I’m sure there’s many that would agree with me when I say that Bernard Cornwell is one of the best historical writers of current times, so when I was approved to review his newest book Fools & Mortals I genuinely couldn’t believe it! Fools & Mortals didn’t disappoint, it was funny, witty & told a brilliant story; & I cannot wait to read it again.
I was sent an eARC of this book by Harper Collins
in return for an honest review.
This book contains forceful kissing, flippant discussions of
rape scenes within plays, hints at childhood sexual abuse & details of animal abuse.
This glorious story tells a tale about William Shakespeare’s younger brother & his life in big ol’ London; we learn about how a very young & scared Richard turned up in the great city unexpectedly after he got himself in trouble at home, & of the horrors he endured as a young teenager at the hands of a school headteacher.

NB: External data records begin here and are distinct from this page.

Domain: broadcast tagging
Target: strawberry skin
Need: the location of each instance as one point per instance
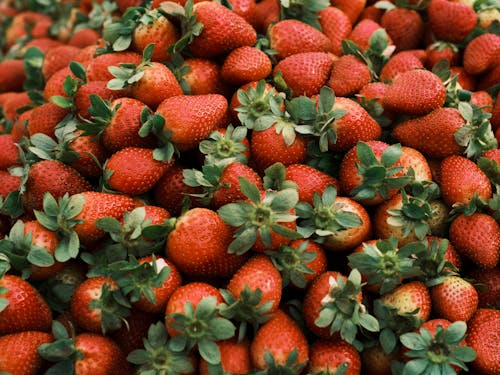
(477, 237)
(415, 92)
(18, 352)
(26, 311)
(191, 118)
(433, 134)
(483, 335)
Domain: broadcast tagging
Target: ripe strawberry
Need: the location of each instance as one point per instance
(349, 74)
(461, 178)
(54, 177)
(19, 352)
(245, 64)
(482, 54)
(482, 336)
(399, 63)
(336, 25)
(432, 134)
(415, 92)
(280, 337)
(305, 73)
(326, 355)
(288, 37)
(476, 237)
(26, 309)
(454, 299)
(133, 170)
(309, 181)
(451, 21)
(205, 254)
(192, 118)
(405, 27)
(410, 297)
(12, 75)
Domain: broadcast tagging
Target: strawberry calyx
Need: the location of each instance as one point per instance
(385, 263)
(200, 327)
(58, 216)
(325, 217)
(245, 309)
(292, 264)
(158, 356)
(437, 352)
(379, 176)
(342, 310)
(260, 216)
(393, 323)
(21, 254)
(135, 235)
(222, 148)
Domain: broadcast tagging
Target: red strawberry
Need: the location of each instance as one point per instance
(26, 309)
(336, 25)
(288, 37)
(133, 170)
(279, 337)
(482, 54)
(245, 64)
(483, 337)
(404, 26)
(54, 177)
(349, 74)
(461, 178)
(454, 299)
(451, 21)
(19, 352)
(192, 118)
(329, 355)
(432, 134)
(476, 237)
(206, 253)
(305, 73)
(415, 92)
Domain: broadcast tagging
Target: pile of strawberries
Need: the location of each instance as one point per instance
(249, 187)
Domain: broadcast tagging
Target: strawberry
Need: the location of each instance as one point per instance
(23, 307)
(476, 237)
(454, 299)
(482, 336)
(423, 133)
(461, 179)
(409, 297)
(309, 181)
(404, 26)
(54, 177)
(326, 355)
(451, 21)
(234, 357)
(211, 29)
(288, 37)
(283, 341)
(349, 74)
(191, 119)
(19, 352)
(12, 75)
(207, 253)
(305, 73)
(245, 64)
(415, 92)
(482, 54)
(399, 63)
(133, 170)
(336, 25)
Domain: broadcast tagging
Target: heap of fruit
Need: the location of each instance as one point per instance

We spend a lot of time with Richard whilst he’s on the stage, playing some of the smaller female parts in his much-loved brother’s plays & the struggles he had to deal with as a male actor hitting his adulthood. We also get to learn about the difficult relationship that Richard & William had, & of course we learn about how Richard met the woman he later married. Additionally, we also receive glimpses into real-life Elizabethan England & we even get a peak at her royal highness too!
“ “The whole world looks bright and clean after
snow,” he mused, “then sinful mankind
besmirched it” ” – 60%
I genuinely didn’t want this book to end – it was my first adult historical fiction read for a while so part of me feared I may have gone off of the adult book genre, but I was totally wrong. Cornwell’s writing is honestly just so good, I don’t know how else to explain it; I was hungry for every word & read the book at every possible moment. The book was full of so much humour & Cornwell has managed to take the wit of Shakespeare’s plays & make it totally his own! I had a huge grin on my face for a lot of the book because of the writing, & even during the sadder or less positive moments, I was still so focused on the level of the writing.

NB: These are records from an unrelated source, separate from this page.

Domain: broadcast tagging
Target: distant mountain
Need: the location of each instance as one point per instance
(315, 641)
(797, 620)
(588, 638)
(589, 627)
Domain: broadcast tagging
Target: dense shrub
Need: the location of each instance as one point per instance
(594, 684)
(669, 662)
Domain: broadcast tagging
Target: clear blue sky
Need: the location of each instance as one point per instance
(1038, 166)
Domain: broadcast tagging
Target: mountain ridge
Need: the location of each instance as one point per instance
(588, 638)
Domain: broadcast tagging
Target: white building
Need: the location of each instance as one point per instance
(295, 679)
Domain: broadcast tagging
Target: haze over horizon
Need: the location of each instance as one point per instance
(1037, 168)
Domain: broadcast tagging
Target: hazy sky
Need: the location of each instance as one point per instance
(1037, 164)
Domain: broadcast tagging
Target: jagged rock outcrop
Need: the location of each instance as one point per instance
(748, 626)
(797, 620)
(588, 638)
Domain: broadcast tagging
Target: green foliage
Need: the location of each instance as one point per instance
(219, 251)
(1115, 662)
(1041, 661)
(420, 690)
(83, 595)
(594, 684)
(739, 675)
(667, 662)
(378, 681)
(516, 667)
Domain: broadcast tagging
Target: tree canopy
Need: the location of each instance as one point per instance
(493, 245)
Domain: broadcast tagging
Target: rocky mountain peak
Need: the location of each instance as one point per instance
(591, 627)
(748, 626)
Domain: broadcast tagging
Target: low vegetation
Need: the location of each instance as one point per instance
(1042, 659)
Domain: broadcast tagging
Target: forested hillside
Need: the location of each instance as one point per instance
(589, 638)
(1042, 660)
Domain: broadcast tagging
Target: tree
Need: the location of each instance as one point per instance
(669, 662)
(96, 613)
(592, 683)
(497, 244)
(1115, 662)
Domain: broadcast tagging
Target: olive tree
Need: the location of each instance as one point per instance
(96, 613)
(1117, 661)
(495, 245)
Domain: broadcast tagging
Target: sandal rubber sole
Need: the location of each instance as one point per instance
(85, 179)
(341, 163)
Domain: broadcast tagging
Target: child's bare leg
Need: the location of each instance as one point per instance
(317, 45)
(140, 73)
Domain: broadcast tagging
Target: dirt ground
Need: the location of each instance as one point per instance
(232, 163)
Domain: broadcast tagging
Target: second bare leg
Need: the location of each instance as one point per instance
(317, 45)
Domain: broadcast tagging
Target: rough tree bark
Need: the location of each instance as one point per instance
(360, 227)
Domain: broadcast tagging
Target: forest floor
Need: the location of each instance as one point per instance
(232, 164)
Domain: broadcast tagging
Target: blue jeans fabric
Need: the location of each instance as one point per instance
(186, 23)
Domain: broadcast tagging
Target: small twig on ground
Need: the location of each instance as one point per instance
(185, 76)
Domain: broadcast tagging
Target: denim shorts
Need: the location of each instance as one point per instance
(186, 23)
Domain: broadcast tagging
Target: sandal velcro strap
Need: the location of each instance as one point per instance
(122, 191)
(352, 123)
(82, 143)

“When men do evil and claim that they are
doing God’s work, then they are at their
most dangerous. They are more than dangerous!

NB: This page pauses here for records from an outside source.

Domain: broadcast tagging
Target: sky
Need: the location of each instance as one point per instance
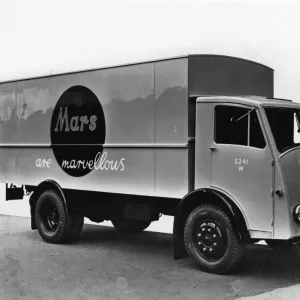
(42, 37)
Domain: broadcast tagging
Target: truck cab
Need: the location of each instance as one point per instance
(247, 149)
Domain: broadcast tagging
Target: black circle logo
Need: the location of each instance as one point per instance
(77, 131)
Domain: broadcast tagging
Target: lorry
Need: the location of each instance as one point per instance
(197, 137)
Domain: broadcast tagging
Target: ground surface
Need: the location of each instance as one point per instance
(106, 266)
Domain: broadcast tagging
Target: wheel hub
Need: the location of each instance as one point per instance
(210, 241)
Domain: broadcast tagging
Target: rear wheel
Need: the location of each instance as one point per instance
(210, 240)
(127, 226)
(54, 224)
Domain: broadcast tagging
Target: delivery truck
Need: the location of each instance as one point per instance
(197, 137)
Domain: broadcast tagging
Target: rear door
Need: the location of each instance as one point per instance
(242, 163)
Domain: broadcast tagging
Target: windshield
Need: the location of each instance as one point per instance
(285, 126)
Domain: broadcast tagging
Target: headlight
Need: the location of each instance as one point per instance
(297, 214)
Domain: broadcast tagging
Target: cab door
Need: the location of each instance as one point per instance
(242, 164)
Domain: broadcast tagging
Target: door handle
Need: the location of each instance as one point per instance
(279, 192)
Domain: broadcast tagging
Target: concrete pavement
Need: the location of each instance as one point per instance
(104, 265)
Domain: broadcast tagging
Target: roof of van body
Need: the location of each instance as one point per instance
(255, 101)
(51, 73)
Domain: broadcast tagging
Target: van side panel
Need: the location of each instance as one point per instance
(171, 128)
(134, 157)
(126, 95)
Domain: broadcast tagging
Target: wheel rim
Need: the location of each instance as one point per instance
(210, 240)
(50, 217)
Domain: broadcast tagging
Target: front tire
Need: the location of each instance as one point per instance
(210, 240)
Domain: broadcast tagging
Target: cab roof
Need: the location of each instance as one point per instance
(255, 101)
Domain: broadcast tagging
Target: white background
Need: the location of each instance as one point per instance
(39, 37)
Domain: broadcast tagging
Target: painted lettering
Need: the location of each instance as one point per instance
(62, 119)
(74, 124)
(43, 163)
(93, 120)
(63, 123)
(100, 162)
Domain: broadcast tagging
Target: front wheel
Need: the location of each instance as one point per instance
(210, 240)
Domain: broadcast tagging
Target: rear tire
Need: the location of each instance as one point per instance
(210, 240)
(54, 224)
(129, 226)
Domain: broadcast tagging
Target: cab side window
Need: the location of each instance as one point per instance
(238, 126)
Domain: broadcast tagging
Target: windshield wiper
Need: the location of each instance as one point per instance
(246, 114)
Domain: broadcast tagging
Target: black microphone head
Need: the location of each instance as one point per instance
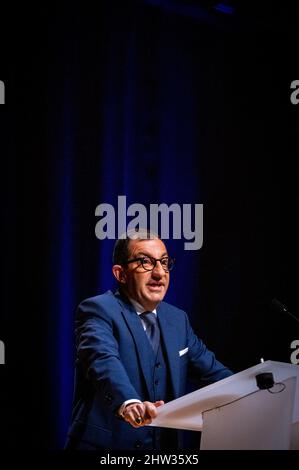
(279, 306)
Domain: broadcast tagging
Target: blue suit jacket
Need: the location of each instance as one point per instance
(114, 363)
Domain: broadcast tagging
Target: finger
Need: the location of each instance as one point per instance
(150, 410)
(133, 417)
(158, 403)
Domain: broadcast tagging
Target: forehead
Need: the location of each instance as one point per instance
(152, 247)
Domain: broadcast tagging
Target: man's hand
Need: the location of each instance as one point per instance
(140, 414)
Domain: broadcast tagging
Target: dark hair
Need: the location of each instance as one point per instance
(121, 247)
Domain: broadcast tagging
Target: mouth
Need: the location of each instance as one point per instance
(155, 286)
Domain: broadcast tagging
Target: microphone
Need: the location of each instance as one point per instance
(280, 307)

They are the vilest of sinners.” – 60%
Before reading this book I didn’t know anything about Richard; I wasn’t even sure that Shakespeare actually had a brother! But when I finished the book I felt like I knew Richard – & I’m now totally in love with a man that lived hundreds of years ago. Cornwell’s writing was so perfect, & even after just 23% of the book I felt like I’d met Richard before; as if Fools & Mortals were a sequel & that I’d already got to know Richard in a previous tale.
“And yet, to say the truth, reason and
love keep little company together nowadays”
A Midsummer Night’s Dream, Act 3; Scene 1; Line 138
Fools & Mortals 100% reminded me of why I love historical fiction, I learnt so much about Shakespeare’s brother & Elizabethan England from this read; & I loved the afterword written by Cornwell about the details that are based on fact & those which are based on speculation. I’m not very good at writing reviews about books that I really love, because all I want to do is tell people to get out & buy the book – so, get out & buy the book.